Clinical and basic science data related to COVID-19 is a rapidly evolving field, and newer mechanisms describing the role of coagulopathy in COVID-19 are being described. The major incentive in understanding these mechanisms stems from the possibility of identifying novel pathways for intervention and prevention of severe disease and mortality. Over the past few months, significant modifications have occurred in many initial concepts related to COVID and many promising treatment options have been refuted. This narrative review was compiled with the aim of summarizing the current evidence underlining mechanisms of coagulopathy in COVID and treatment implications of the same. A precise summary of recommendations and controversies to the treatment of coagulopathy in COVID-19 is also provided.

  Mechanisms and Clinical Relevance of Coagulopathy in COVID-19 Top

Clinical and pathological evidence of coagulopathy

A prothrombotic state was initially noted in COVID-19 with the observation of diffuse alveolar damage and small-vessel thrombi in lung autopsies of patients dying of respiratory failure.[7] Several subsequent reports documented similar findings, incriminating endothelial damage, and microvascular thrombosis as the final mechanisms leading to end-organ damage.[8],[9]

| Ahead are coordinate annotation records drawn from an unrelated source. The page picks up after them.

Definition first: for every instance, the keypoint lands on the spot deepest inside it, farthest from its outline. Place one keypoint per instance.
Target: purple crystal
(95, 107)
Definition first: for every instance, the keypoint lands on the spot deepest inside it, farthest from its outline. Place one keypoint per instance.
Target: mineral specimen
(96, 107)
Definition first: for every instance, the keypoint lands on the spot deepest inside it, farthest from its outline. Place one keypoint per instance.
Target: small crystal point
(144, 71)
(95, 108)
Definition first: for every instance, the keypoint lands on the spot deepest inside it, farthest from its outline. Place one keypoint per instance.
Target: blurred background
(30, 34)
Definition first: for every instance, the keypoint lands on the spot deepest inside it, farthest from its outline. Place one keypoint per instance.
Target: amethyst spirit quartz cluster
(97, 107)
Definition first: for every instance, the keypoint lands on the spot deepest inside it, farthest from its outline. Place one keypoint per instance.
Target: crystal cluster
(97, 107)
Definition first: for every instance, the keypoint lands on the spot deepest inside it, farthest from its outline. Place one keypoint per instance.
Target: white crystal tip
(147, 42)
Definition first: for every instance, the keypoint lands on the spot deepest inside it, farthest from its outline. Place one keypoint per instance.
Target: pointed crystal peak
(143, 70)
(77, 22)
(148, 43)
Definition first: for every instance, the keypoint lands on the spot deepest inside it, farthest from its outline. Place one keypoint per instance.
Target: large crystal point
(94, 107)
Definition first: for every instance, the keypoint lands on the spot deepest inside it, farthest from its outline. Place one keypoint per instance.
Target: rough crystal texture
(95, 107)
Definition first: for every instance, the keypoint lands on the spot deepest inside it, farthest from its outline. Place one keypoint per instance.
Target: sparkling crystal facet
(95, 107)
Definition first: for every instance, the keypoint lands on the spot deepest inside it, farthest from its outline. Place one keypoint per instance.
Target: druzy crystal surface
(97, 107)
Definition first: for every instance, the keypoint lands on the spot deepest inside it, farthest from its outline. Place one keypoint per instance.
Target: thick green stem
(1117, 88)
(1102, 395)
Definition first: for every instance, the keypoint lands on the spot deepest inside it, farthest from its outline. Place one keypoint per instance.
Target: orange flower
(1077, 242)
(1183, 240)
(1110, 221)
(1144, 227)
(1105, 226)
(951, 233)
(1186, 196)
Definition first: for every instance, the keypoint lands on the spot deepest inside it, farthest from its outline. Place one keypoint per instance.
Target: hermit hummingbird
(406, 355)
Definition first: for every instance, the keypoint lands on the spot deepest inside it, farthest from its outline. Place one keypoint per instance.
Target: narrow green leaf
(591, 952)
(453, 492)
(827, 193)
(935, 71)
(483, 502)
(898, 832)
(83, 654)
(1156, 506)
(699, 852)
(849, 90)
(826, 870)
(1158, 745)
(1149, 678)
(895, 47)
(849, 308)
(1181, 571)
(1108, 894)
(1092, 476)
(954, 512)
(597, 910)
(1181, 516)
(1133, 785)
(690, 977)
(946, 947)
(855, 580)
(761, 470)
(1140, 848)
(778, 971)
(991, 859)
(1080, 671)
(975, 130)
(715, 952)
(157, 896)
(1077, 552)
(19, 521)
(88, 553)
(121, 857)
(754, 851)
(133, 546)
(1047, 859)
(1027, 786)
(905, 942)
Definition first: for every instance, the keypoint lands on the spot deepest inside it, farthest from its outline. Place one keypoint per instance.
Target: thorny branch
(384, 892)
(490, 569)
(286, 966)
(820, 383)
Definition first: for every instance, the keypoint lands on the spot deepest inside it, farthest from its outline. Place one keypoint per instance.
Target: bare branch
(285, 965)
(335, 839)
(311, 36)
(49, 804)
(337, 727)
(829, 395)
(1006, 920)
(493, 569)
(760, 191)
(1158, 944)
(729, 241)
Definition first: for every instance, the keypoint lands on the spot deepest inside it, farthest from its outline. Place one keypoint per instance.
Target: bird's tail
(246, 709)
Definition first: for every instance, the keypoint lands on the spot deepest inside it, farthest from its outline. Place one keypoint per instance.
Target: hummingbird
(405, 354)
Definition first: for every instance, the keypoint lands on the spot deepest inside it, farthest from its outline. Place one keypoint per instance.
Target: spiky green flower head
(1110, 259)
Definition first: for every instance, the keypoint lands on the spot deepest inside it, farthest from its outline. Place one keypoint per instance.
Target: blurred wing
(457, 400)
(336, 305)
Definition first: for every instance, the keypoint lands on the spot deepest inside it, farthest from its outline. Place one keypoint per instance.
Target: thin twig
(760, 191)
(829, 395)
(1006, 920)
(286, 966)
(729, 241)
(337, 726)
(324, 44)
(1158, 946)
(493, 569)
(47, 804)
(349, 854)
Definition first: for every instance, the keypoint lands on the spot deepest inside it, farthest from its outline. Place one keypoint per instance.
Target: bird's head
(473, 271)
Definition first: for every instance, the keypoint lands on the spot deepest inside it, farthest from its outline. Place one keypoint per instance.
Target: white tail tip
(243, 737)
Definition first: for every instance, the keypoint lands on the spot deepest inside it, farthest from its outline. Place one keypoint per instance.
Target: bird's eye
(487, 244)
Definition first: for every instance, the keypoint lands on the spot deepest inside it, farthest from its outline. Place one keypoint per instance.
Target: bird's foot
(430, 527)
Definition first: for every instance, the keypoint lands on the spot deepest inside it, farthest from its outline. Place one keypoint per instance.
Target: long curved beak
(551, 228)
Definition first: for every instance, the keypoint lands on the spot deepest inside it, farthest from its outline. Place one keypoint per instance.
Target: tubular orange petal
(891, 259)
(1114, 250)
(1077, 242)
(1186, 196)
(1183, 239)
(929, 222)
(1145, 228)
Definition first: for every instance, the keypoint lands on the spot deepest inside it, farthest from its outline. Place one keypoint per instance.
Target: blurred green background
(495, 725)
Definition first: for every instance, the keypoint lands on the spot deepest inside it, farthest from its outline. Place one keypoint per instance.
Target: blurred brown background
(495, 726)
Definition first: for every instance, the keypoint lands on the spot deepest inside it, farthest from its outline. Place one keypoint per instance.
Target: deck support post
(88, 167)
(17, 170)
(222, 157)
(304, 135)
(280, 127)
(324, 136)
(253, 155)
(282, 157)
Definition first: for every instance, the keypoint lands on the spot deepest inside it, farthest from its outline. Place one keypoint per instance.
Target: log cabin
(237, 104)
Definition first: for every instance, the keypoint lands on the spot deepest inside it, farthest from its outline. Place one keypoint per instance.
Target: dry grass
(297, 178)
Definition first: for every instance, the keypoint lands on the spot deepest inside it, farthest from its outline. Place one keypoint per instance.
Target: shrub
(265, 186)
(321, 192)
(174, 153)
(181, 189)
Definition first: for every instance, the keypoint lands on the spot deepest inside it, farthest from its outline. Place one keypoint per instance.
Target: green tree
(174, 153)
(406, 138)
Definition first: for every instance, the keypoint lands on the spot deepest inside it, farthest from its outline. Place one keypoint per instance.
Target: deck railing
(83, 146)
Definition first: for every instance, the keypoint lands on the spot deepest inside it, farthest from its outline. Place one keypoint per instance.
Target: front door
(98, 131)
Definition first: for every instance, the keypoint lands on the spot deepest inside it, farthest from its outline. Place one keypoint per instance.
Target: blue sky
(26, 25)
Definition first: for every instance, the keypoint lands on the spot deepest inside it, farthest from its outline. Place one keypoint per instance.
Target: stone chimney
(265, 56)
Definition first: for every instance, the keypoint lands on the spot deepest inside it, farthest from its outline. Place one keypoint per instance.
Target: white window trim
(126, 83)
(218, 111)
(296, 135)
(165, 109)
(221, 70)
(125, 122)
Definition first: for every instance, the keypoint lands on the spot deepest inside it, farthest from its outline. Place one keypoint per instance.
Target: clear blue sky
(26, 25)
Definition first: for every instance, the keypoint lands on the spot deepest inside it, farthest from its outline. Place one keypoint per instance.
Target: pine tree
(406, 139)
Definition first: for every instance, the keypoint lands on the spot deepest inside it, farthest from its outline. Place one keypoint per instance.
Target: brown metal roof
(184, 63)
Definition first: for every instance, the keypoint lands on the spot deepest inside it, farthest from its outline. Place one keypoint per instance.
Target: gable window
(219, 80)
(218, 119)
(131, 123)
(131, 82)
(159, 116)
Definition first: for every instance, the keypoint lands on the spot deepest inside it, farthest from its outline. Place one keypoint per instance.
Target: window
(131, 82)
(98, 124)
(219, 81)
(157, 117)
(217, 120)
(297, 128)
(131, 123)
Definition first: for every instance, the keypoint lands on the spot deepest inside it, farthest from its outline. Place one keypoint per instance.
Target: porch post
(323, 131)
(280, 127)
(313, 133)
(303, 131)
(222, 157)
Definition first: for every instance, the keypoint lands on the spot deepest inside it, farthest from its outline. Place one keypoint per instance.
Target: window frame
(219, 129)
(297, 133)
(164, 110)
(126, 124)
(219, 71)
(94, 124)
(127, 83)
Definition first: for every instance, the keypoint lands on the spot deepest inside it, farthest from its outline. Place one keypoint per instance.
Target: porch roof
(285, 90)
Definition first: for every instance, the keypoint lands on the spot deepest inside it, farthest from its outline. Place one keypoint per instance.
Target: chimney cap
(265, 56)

Thrombophilia was also noted clinically with the presence of venous thromboembolism (deep venous thrombosis [DVT] or pulmonary embolism [PE]) in a significant majority of patients.[10] Based on ultrasound Doppler screening, the prevalence of DVT was found to be as high as 69% in patients admitted with COVID-19.[11] A large meta-analysis including 28173 patients noted an overall VTE prevalence of 9.5%, which rose to 40% with ultrasound Doppler screening.[12] Coagulation abnormalities are noted in most patients admitted with COVID-19 and characteristically show an elevated D-dimer, fibrinogen, prothrombin time (PT), and a hypercoagulable phenotype on thromboelastography.[13],[14] Of these, PT and D-dimer have been shown to have prognostic implications and must be documented for all patients at baseline. In a study including 213 patients, prolonged PT was noted in 18% of patients, and survival at day 11 in this group was much lower compared to those with a normal PT (90.4% ± 2.3% vs. 64.1% ± 7.7%).[15] Similarly, in an initial study from Wuhan, the elevation of PT above 16 s was shown to be associated with a higher mortality (odds ratio [OR]: 4.62 (1.29–16.50).[16]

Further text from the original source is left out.